1 Haziran Pazar günü Servet Tazegül Spor Salonu’nda sadece bir basketbol maçı oynanmayacak. O gün Mersin’in kalbi sahada, parkede, potada atacak. Şehrin gururu Mersin Spor Kulübü, play-off ikinci maçına çıkarken yalnızca bir rakiple değil, büyük bir hayalin peşinden koşacak; Mersin’i sporun zirvesinde temsil etmek. Spor sadece skordan ibaret değildir. Bir şehri bir araya getiren, duyguları ortaklaştıran, heyecanı paylaşılır kılan nadir güçlerden biridir.

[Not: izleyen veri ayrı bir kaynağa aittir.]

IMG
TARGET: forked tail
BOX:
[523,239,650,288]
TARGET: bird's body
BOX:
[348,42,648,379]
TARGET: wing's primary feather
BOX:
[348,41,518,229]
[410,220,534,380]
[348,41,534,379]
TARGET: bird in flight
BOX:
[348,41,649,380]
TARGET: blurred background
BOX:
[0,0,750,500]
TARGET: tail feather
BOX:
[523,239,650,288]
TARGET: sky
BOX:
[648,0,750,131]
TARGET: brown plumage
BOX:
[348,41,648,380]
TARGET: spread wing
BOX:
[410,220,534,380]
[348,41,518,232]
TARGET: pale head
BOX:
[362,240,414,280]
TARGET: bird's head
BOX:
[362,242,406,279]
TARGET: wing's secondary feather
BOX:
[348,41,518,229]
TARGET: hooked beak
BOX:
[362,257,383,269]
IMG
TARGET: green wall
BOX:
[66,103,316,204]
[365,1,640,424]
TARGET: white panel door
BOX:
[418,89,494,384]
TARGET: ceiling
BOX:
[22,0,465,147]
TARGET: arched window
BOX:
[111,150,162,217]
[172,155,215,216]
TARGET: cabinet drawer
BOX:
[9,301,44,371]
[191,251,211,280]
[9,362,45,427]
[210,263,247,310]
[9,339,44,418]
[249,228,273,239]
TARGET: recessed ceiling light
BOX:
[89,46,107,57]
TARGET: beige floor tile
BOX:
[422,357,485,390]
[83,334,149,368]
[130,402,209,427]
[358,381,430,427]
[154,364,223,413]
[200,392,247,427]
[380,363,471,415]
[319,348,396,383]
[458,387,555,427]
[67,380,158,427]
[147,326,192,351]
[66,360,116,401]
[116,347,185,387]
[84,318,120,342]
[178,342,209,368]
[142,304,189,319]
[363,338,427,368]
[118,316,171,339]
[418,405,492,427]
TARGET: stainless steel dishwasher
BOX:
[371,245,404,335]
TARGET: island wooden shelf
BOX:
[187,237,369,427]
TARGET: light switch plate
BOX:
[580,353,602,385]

Ve bu güç, taraftarın sesiyle hayat bulur. Tribünler dolmazsa, tezahüratlar yükselmezse, oyuncuların yüreğindeki ateş eksik kalır. O yüzden bu maç, sadece sporcuların değil, tüm Mersinlilerin maçı.

Bu takım, sahaya sadece top sürmek için değil; Mersin’in adını en yükseğe taşımak, bu kentin insanlarına umut olmak için çıkıyor. Onlar sahada mücadele ederken, bizlerin görevi onların yanında olduğumuzu hissettirmek. Çünkü her alkış, her tezahürat, her birlikte atılan slogan sahadaki enerjiyi katlar. Bu takıma inancımız, onların gücüdür. Unutmayalım ki bir kentin spor temsilcisi gücünü o kentin insanlarından alır. Takımın sırtındaki forma kadar, tribündeki her bir Mersinli de bu şehrin rengini taşır. O renkleri büyütmek, parlatmak bizim elimizde. Umudu kaybetmeden, galibiyete inançla kenetlenirsek, bu şehir çok daha fazlasını başaracak güce sahiptir. Bu sadece bir maç değil, bu bir birlik çağrısı. Bu maçta yalnızca beş oyuncu değil, on binlerce yürek mücadele edecek. Bu pazar, evimiz salon, görevimiz destek olmak. El ele, omuz omuza, birlikte daha güçlü!